Anne Joseph O’Connell: I don’t think it was who was in the pool. I think it was that President Trump came in and noticed two things for him. The first thing that he noticed is he thought that there were a lot of political appointments, he thought there were too many political appointments. He viewed some of them as unnecessary, and he announced publicly that he wasn’t going to fill them. And the second thing for President Trump, as he said he loved his acting’s right under the Federal Vacancies Reform Act of 1998, in a lot of agencies, though, not all agencies like the Merit System Protection Board, but in many agencies, President Trump could use acting officials for long periods of time in place of Senate confirmed ones.

Tom Temin: Of course, that might be easier and smoother to do but does it really get your agenda accomplished?

Anne Joseph O’Connell: Well, President Trump believes that he had more sway over his actings than over his confirmed appointees. Now, of course, he may have had more sway over his acting secretary of Homeland Security, for example, but I think acting officials have less sway over the people beneath them. So if you’re thinking about policy implementation, I do think having Senate confirmed officials allows you to push your policy agenda farther.

Tom Temin: And just analyzing where the Biden administration does stand at this point, how many openings roughly are there?

Anne Joseph O’Connell: So the Washington Post in the Partnership for Public Service run an appointee tracker, they do this in all administrations. They’re tracking about 800 Senate confirmed slots, so not all of them, but the ones they think are the most relevant. And of those approximately 800 slots, President Biden has slightly over 300 confirmed. He has over 180 nominations either pending with the Senate or announced and not yet sent to the Senate. He’s using about 190 term or holdover appointees. And what does this mean? This means that there’s still about 120 jobs out of the 800 that are being tracked, that lack even in announced nominee and this is as of mid-March.

Tom Temin: Got it, then if you look at it in those terms, it seems like a really heavy lift for an administration. And this was a well-prepared administration. They had their teams in, and you knew they had their policy priorities lined up, you know, the day before the inauguration.

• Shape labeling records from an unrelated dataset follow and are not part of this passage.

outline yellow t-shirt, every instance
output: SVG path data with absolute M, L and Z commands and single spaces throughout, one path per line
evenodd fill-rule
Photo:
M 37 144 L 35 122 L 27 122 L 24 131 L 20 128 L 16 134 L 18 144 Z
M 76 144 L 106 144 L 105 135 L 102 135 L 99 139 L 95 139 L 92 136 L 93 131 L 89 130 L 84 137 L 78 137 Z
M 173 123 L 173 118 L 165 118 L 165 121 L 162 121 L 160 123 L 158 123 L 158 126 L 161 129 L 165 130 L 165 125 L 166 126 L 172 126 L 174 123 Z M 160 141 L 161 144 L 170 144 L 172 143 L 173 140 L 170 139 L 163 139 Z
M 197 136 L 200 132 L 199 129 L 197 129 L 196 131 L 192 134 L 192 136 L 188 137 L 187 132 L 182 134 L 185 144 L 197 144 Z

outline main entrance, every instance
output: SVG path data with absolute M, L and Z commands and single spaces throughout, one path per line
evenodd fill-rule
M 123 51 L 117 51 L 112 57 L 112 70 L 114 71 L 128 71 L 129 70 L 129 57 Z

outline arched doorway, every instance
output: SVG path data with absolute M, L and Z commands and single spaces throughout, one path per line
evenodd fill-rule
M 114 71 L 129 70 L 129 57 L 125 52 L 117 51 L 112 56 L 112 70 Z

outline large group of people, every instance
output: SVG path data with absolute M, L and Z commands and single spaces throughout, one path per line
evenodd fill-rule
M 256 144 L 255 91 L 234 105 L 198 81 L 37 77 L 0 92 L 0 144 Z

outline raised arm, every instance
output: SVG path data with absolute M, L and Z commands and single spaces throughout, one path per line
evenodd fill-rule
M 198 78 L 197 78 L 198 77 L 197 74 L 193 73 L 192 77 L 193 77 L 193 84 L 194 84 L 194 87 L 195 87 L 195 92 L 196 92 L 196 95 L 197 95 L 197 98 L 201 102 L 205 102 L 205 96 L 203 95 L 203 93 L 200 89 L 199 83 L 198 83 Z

Remember those stacks of executive orders, they just didn’t get written that morning, you know, while everybody was getting dressed for breakfast. So it’s a little surprising that they weren’t more together on these 800.

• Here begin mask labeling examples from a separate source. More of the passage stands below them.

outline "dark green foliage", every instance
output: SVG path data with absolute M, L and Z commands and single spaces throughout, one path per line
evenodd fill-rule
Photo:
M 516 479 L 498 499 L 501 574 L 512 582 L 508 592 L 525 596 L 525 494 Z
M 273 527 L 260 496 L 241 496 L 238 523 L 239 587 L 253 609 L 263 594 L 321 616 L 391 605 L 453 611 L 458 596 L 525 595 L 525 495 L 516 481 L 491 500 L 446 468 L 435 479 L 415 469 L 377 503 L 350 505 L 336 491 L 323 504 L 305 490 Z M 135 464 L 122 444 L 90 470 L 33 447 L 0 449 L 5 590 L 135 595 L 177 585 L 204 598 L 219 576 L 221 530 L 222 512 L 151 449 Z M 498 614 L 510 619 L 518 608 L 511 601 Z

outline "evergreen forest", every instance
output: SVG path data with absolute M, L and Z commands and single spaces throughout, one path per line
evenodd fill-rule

Anne Joseph O’Connell: So I think there are several factors at play. I mean, the first is the election and the certification of the election. So it took the General Services Administration several weeks to certify the election for President Biden. That meant that money, vetting was slowed down. I think the delays are more than the three weeks. Second, there has been some reports about issues with regard to the Presidential Personnel Office and some tension within that office. The director of Presidential Personnel has left, there’s a new director of Presidential Personnel. And then third, although not spoken in the same way as President Trump but President Biden’s team also knew the value of acting officials. So on day one I wrote for the Brookings Institution, they had unconfirmed, completely legal under the Federal Vacancies Reform Act people in various what are known as first assistant slots in federal agencies. And under the Vacancies Act, it allowed those first assistants to be the acting official while the appointments process churned. So while there may be these big gaps in confirmed leadership, there are people carrying out the functions of those jobs largely.

Tom Temin: I call those the PTDOs is performing the duties of.

Anne Joseph O’Connell: Exactly.

Tom Temin: Well, let’s hope they have good fidelity to what they’re supposed to be doing because they’ve got a lot of work and a lot of influence.

Anne Joseph O’Connell is a Stanford Law School professor and a senior fellow of the Administrative Conference of the United States, among other things.